A low price-to-book ratio or P/B ratio, which measures whether a stock is over or undervalued by comparing the net assets of a company to the price of all the outstanding shares. . The P/B ratio divides a stock’s share price by its net assets, or total assets minus total liabilities
A low price/earnings to growth (PEG) ratio. This ratio is used to determine a stock’s value while considering the company’s earnings growth. It’s calculated by dividing a stock’s P/E ratio by the growth of its earnings for a specified time period. Value investors typically look for PEG ratios below one.
A low debt/equity (D/E) ratio. D/E measures a company’s financial leverage and is calculated by dividing its total liabilities by its stockholders’ equity.
Picking a good stock with good fundamentals and value is an important task, but this is only half of the job.
A good investor has to be able to recognize, not just a good stock, but also a good buying or selling opportunity.
When it comes to investing, we must understand that the ultimate goal is to achieve a return on our investment. Because of this, it is absolutely vital to follow the evolution of stock prices, as well as looking for concrete measures of performance.

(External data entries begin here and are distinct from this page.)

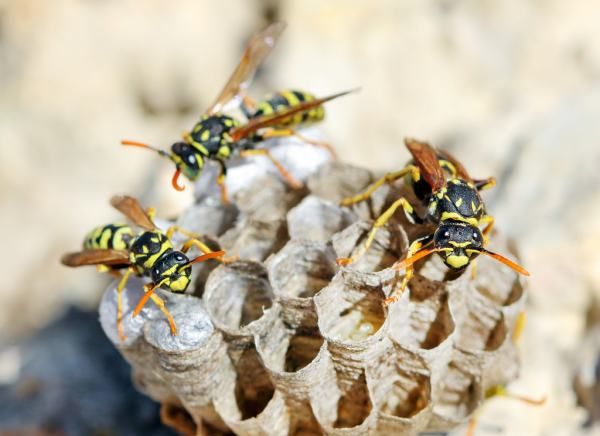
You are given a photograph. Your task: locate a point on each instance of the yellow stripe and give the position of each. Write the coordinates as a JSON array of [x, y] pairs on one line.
[[455, 216]]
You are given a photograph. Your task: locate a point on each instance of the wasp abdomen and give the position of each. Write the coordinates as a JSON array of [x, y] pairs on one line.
[[109, 236], [286, 99], [147, 248]]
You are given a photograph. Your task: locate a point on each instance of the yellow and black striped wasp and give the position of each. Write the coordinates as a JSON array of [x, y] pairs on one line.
[[114, 247], [217, 136], [453, 204]]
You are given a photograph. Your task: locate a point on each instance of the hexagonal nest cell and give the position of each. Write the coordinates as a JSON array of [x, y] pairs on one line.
[[285, 341]]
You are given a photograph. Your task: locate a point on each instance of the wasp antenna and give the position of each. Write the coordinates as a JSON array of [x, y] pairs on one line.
[[207, 256], [175, 180], [516, 267], [129, 143], [415, 257]]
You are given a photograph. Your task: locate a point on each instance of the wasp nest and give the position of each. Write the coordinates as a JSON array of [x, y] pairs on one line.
[[284, 341]]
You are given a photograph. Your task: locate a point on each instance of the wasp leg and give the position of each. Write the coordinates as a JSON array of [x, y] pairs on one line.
[[151, 212], [273, 133], [291, 181], [414, 247], [379, 222], [161, 305], [221, 183], [120, 288], [388, 178], [519, 327], [483, 184]]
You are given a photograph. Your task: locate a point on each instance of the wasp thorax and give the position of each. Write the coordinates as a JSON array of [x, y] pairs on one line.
[[458, 200], [187, 159], [458, 243], [170, 267]]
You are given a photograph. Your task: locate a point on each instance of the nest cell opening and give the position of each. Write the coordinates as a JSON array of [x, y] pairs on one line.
[[350, 314], [285, 349], [302, 269], [354, 405], [408, 395], [239, 295], [253, 387], [425, 321]]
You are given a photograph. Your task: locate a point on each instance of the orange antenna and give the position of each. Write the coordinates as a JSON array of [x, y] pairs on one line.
[[129, 143], [415, 257], [516, 267], [207, 256]]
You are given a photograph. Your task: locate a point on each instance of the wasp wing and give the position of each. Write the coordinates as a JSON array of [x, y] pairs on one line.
[[461, 171], [132, 209], [257, 49], [276, 118], [96, 257], [426, 158]]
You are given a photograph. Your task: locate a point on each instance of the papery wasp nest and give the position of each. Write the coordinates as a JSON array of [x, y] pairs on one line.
[[333, 313], [286, 341]]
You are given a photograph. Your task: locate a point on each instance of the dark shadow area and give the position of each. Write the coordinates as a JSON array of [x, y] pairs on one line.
[[74, 382]]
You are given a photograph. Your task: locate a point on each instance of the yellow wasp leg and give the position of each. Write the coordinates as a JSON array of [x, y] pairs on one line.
[[519, 327], [291, 181], [488, 183], [151, 212], [223, 188], [161, 305], [388, 178], [415, 246], [120, 288], [379, 222], [272, 133]]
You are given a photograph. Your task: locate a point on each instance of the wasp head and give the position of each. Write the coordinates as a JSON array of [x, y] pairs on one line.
[[172, 271], [458, 243], [187, 159]]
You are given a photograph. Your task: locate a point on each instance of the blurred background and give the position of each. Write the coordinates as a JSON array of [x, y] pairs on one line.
[[512, 88]]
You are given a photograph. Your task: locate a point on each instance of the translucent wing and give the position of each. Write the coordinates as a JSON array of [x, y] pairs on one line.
[[133, 210], [461, 171], [274, 119], [96, 257], [257, 49], [426, 158]]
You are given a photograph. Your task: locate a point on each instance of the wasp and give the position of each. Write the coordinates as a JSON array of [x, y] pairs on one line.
[[217, 136], [150, 253], [453, 204]]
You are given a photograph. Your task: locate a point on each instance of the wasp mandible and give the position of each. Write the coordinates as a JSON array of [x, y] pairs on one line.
[[453, 205], [150, 253]]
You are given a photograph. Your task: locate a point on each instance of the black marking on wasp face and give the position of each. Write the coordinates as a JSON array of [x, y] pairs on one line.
[[188, 159], [457, 201], [170, 266], [458, 243]]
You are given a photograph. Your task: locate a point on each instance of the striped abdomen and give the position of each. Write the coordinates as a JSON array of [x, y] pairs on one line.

At the end of the day, almost any company can be a good investment, as long as the stock price is low enough. In the same way, we must be willing to let go of a stock, by which I mean sell it when the price is high enough. In other words, we have to be able to identify when stocks are under/overvalued.
Put simply, we have to be able to identify the proper price/quality ratio of stocks, much in the same way we do with goods and services.
However, this is even more important when it comes to stocks, as their prices are ever changing, bringing about profitable opportunities for good investors.
For those investors willing to dedicate some extra time, money can be made by following the stock prices regularly, as well as looking in-depth at company balance sheets.
There is money to be made even after bad news makes the price of a share drop, as long as we believe there is not a fundamental problem with the stock.
As I said before, the price is determined by people, and people can be short-sighted and group-minded.
In investment, like in life, swimming against the current can actually set you apart and prove to be very, very beneficial.